# Apologetics



## 1gr8bldr (Apr 8, 2013)

Apologetics does not say it ain't so based on personal beliefs. Apologetics digs in and around the foundation of a belief looking for cracks in the foundation and exposes them. It studies both sides of the argument. Traditional views seem to fade away when one puts them under close inspection. For those willing to play the apologetic here, make a case against Mr. Fudge, pointing out where he is in error. I will be the first to say that he did not address Luke's story of the rich man in he11. I suspect if he had a reasonable response, that he would have aired it. Having studied this topic before, this seems to be the only hurdle against the traditional view. This should be for those who consider themselves apologetics. Not for the average Christian. Those who face the issues head on rather than throw rocks
http://www.youtube.com/watch?v=oHUPpmbTOV4


----------



## 1gr8bldr (Apr 8, 2013)

Also some verses from Revelation


----------



## Artfuldodger (Apr 9, 2013)

It looks like an interesting lecture and debate. I'll try to watch it later. I was reading some of the comments below the video such as when all believers return with Jesus to Heaven The division will be over. They believers will have everlasting life. The unbelievers will be cut off; as lopping off branches of﻿ trees, to prune. I guess it would be how do you explain everlasting live. Maybe He!! is everlasting death.
I haven't read the scriptures with an open heart about He!! to really form a correct responce or argument.


----------



## 1gr8bldr (Apr 9, 2013)

Artfuldodger said:


> It looks like an interesting lecture and debate. I'll try to watch it later. I was reading some of the comments below the video such as when all believers return with Jesus to Heaven The division will be over. They believers will have everlasting life. The unbelievers will be cut off; as lopping off branches of﻿ trees, to prune. I guess it would be how do you explain everlasting live. Maybe He!! is everlasting death.
> I haven't read the scriptures with an open heart about He!! to really form a correct responce or argument.

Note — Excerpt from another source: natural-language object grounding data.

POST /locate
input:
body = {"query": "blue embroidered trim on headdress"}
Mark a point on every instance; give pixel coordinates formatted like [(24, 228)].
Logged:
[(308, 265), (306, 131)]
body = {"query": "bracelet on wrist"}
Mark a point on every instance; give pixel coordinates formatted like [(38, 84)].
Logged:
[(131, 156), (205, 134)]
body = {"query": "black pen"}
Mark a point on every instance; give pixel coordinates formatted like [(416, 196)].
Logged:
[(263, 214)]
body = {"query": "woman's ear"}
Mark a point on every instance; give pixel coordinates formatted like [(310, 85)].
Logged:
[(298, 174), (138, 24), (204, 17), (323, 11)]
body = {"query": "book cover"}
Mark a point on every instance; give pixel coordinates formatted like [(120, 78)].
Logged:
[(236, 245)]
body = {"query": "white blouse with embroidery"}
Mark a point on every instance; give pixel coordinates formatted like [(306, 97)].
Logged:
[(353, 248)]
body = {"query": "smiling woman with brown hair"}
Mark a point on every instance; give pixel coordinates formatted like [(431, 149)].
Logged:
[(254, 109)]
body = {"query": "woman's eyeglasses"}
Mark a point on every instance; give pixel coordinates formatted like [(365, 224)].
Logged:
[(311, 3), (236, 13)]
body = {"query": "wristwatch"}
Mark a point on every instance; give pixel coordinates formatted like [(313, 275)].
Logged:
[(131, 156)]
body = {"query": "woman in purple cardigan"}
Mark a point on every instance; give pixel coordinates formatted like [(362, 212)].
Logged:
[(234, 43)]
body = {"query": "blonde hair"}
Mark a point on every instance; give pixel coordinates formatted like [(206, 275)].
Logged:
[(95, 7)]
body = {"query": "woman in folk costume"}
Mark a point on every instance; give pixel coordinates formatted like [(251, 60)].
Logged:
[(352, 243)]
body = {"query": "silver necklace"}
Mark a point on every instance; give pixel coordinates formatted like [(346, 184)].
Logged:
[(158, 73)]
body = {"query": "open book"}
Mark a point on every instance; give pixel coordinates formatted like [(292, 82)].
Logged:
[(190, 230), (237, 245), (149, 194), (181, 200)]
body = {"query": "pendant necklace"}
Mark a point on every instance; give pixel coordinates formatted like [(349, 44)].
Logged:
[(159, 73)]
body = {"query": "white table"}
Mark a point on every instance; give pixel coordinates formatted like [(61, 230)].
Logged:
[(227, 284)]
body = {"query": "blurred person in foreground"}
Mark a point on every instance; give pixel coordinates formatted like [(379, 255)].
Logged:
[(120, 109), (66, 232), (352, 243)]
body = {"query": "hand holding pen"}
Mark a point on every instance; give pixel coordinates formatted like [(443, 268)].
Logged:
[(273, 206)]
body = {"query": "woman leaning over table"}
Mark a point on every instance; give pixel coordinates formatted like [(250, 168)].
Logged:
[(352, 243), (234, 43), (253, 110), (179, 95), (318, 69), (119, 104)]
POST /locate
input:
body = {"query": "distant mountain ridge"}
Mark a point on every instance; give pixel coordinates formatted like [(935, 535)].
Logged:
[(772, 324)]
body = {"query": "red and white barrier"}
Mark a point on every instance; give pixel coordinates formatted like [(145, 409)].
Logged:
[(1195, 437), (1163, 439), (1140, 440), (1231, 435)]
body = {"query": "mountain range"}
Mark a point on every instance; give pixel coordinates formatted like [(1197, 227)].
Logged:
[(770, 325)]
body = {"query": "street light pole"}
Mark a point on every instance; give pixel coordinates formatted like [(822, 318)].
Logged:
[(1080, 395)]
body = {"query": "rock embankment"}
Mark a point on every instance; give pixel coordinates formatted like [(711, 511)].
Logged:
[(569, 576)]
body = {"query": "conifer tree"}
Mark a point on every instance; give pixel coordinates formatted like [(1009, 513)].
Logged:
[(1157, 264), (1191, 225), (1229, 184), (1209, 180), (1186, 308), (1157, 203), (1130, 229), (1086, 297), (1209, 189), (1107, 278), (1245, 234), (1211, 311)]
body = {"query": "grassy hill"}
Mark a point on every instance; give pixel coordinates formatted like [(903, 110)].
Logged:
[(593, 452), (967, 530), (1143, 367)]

When your thinking about it, keep this in mind. Death is contrasted with life. Eternal death is contrasted with eternal life. Reason being that all our days on earth, the curse of death is not final. We can at any time be saved. It is reversible. But  death, without Christ is not reversible. It is eternal. The offer of eternal life is over after being rejected during one's lifetime


----------